Adolescent Emma Jean suffered indignities not dissimilar from those suffered by Celie in “The Color Purple,” only her Mister was her mother, a title cruelly unearned. So when grown Emma Jean cuts off all ties with her mother, marries a not so bad poor country laborer named Gus, who cries when the heavens do, and gives him six sons, she is sure that seven is the charm.
But alas, with the help of midwife Henrietta, Emma Jean gives birth to another son. Undaunted, she decides right then and there, to pass her new son off as her daughter, and uses blackmail to bind the midwife’s complicity.
Emma Jean names her faux daughter Perfect.

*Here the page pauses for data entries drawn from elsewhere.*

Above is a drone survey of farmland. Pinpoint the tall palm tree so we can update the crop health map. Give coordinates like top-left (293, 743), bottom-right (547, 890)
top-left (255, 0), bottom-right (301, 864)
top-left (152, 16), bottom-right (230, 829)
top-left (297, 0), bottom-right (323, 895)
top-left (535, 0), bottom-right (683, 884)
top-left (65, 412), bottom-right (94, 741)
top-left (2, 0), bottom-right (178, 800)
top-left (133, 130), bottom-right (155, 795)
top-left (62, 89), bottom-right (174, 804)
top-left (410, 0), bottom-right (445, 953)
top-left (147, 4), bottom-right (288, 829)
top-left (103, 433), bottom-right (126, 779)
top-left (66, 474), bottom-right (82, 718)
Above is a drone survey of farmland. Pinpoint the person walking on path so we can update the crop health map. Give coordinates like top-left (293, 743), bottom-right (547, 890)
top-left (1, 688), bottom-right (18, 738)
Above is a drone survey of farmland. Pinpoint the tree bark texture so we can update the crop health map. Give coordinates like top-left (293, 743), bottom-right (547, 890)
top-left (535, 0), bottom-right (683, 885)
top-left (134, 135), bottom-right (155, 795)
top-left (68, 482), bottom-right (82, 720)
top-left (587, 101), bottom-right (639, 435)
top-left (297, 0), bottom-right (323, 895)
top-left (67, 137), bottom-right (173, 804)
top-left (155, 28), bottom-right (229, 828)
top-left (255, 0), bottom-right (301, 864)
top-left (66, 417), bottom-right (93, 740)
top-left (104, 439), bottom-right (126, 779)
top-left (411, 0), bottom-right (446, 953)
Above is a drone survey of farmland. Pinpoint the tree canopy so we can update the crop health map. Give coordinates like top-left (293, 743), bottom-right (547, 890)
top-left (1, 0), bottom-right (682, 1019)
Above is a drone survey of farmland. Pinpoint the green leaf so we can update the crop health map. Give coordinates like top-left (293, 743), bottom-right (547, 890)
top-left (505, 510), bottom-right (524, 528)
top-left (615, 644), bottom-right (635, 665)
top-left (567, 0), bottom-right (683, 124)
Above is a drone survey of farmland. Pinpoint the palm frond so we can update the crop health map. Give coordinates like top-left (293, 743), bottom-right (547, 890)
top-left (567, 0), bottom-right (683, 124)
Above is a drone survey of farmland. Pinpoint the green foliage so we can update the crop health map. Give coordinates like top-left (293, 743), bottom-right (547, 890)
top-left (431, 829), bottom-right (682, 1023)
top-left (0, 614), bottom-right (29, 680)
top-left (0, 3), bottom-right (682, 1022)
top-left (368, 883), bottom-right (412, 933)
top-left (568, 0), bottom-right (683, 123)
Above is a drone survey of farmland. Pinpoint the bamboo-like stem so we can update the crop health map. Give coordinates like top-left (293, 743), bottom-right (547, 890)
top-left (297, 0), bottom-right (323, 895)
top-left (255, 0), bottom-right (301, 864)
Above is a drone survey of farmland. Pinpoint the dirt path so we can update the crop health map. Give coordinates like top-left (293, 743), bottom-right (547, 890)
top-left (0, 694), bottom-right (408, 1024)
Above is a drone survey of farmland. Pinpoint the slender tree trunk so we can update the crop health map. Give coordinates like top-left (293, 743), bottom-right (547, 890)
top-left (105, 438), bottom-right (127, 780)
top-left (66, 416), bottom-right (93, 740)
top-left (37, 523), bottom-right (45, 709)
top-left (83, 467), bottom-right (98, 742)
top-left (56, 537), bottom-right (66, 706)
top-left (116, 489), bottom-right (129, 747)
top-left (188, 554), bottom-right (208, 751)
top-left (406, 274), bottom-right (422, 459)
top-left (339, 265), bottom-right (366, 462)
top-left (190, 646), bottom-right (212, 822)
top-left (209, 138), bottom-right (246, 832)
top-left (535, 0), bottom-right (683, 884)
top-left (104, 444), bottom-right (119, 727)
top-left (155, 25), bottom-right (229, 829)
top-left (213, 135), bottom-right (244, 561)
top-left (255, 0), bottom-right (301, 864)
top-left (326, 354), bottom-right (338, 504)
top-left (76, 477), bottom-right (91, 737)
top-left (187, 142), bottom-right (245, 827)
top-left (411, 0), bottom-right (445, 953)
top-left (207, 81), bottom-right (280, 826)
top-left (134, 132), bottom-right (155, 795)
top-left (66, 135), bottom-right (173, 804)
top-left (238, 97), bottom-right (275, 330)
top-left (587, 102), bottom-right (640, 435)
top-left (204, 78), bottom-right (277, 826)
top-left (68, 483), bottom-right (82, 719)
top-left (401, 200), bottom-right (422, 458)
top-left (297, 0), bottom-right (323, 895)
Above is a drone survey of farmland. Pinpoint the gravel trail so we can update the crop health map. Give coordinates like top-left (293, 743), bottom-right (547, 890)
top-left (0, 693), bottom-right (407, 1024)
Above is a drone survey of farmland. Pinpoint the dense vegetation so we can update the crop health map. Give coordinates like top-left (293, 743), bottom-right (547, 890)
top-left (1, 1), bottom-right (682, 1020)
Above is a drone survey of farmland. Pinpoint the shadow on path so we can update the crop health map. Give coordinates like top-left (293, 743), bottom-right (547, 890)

Set in the rural, cruel, but hauntingly evocative American south of the early 1940’s, this remarkable and totally credible tale of gender identity, dogged determination, family, sexuality, and unconditional love envelopes one into the complicated world of the Peace family
The six young Peace boys—James Earl, Woody, Bartmaeus, Sol, Mister and Authorly—are awed by their beautiful new sister, and are both respectful and protective of her. “I’ll be glad when she’s old enough to play with us,” Sol muses with wonder. “She ain’t gon’ play with us, fool!” the bright and knowledge-seeking Authorly says. “She’s a girl, and girls is real delicate. They not tough like boys, so they have to play with other girls.”
For eight years the lie lives flawlessly. The modesty of the times never allowed Gus and his six sons to ever see Perfect naked. Diapers were changed, and the child was bathed and dressed by mother Emma Jean only. Even Perfect, with no knowledge of anatomy, grows up completely unaware that the little appendage dangling between her/his legs is male genitalia.
And in every other sense and sensibility, Perfect lives up to her name. She is quite simply a beautiful child, and Emma Jean sacrifices much of the family resources to make sure she is dressed in the finest the family’s little money can buy, parading the child before church and community with a pride that borders on haughtiness.
It is when the truth is discovered that all hell breaks loose. And though Emma Jean is rightly blamed for the deceit, it is heartbreaking to witness the community condemnation heaped upon the innocent child, renamed Paul, who must now suddenly be a boy in the fish bowl of an unforgiving society. Even Paul’s father Gus, normally a decent guy, resorts to horrendous cruelties when trying to make his former daughter, now growing young son, be something he has no clue of being.
The great saving grace of this very moving story is the combined humanity of Paul’s six brothers. Each brother is so distinctively defined with delicate brush strokes of caring, emotion, heart and compassion that much of Paul’s survival and emotional growth is dependent upon them, who, in some ways, still protect their little brother with the same fierceness applied when he was their little sister.
The full story of Perfect Peace is so rich and complicated, that there is little space here to chronicle its remarkable trajectory. Suffice it to say that this is one helluva read, and one of epic proportion. Mr. Black’s story-telling skills and prose are nearly as good as Toni Morrison’s. I am one of his newest fans. And this great and powerful book will haunt me for many years to come.